If that will be the case and sellers will begin to gain momentum again, then a corrective move towards the 1.3225 support level should follow. Below it, we have the 1.3183 and the 4h chart 20 EMA, which we expect to act as a support zone.
On the upside, the bulls might be capped by sellers who could enter the market around the area we’ve mentioned at the beginning. Above that, we have the 1.3338 level, which is also expected to generate significant selling pressure, so the upside should be limited today.
Even though the US dollar had a poor performance at the start of this week and a breach below the 113.24-113.34 support area had taken place, the bulls managed to build up strongly and now the price action is headed north impulsively. All the weekly losses had been covered until the time of writing and because of that, we expect more upside gains to follow until the end of the week. The technical picture points towards that and if the fundamental will support it, then the move will truly materialize.

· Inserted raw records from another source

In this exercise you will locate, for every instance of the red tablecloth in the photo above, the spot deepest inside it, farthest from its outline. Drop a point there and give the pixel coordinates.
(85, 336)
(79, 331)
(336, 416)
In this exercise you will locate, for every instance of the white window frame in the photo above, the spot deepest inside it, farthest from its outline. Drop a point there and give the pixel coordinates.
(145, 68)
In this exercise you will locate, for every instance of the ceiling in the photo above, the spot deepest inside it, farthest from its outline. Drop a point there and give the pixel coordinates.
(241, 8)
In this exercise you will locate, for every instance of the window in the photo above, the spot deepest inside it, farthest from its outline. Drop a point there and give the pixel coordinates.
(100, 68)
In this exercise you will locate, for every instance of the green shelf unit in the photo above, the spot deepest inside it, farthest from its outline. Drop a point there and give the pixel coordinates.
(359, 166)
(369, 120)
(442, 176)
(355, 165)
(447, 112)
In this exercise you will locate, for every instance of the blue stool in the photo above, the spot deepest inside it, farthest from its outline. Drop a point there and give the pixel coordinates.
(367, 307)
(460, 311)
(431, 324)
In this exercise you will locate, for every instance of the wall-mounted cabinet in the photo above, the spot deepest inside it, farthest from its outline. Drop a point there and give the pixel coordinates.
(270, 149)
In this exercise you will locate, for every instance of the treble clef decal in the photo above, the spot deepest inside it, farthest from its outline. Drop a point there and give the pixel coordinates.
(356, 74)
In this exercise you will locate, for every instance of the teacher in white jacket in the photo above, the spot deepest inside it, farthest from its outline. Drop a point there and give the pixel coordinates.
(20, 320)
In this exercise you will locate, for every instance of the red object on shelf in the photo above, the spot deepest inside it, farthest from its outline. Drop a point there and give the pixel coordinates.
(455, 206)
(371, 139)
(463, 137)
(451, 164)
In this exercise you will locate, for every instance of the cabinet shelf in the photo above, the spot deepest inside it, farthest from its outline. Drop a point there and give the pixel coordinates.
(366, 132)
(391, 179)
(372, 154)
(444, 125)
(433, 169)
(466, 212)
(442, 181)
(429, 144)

Currently, the price is heading towards the 114.00 resistance level and if the bullish pressure will push the price higher, 114.23 and 114.36, key resistance area, will be next and will be very interesting to see how the price action will unfold there.
On the downside, 113.76 and the 1h chart 20 EMA should successfully cap the downside. Only a strong break below the EMA could revive further sellers and potentially drive the price towards the 113.30 support area.
The aussie resumed the downside after reaching the 4h chart 20 EMA and 0.7695 resistance level. Looking at the long-term picture, the dollar is still the one favored and the current consolidation structure does not communicate the bearish trend is over, from the contrary, there should be more downside gains in the near future, since the fundamental and technical picture support that view.
Since the have the price located below the EMA, any moves higher should be capped by it or 0.7677 support level. Close to that, 0.7695 follows and we should see the upside capped again, if the price action gets to that point.
On the downside, 0.7639 and 0.7609 should follow as support, if the selling pressure resumes and a break below last week low takes place. 0.7572 could be a potential target below those levels.